Can an Employer Ask for a Drug Test?
It is legal for an employer to ask a prospective employee to take a drug test, although drug tests are not mandatory. A job applicant may decide to take a drug test.
However, doing so may affect their application. If an employer administered drug tests, they must do so equally and may not do so based on:
- Disability; or
Can an Employer Call an Applicant’s Former Employers?
Yes, an employer is permitted to call an applicant’s former employer. Reference checks are a common practice.
These calls, however, may only be related to work performance. Personal information regarding the applicant cannot be requested or provided by either employer.
An employer is not permitted to lie regarding employees. A former employer does have the right to disclose why the former employee left their previous job.
Can an Employer Ask for Personal Information Like Credit Card Numbers?
No, employers cannot ask for personal information or ask about personal topics. If, however, the applicant brings up a personal topic, some leeway may be given.
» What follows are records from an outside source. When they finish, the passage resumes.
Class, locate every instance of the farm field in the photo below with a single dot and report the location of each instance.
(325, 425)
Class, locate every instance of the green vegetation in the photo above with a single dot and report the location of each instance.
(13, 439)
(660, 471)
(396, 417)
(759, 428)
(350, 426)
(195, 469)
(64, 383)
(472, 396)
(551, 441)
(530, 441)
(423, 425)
Asking for personal information, however, such as numbers or passwords, may be illegal depending on the state and the agreements made with companies, for example, Facebook. If an individual has any questions or concerns related to this issue, they should consult with a labor law attorney.
Do I Need an Attorney?
If you are an employer, it is important to ensure your hiring policies comply with all applicable laws. If you are facing a challenge to your hiring policies, you should consult with a discrimination lawyer who can help you ensure you are in compliance with the law.
If you are a prospective employee or employee and you believe you have been subjected to an unfair hiring process or discrimination, it is important to consult with a discrimination lawyer. Your lawyer can advise you of the laws that apply to your case and advise you what actions you can take.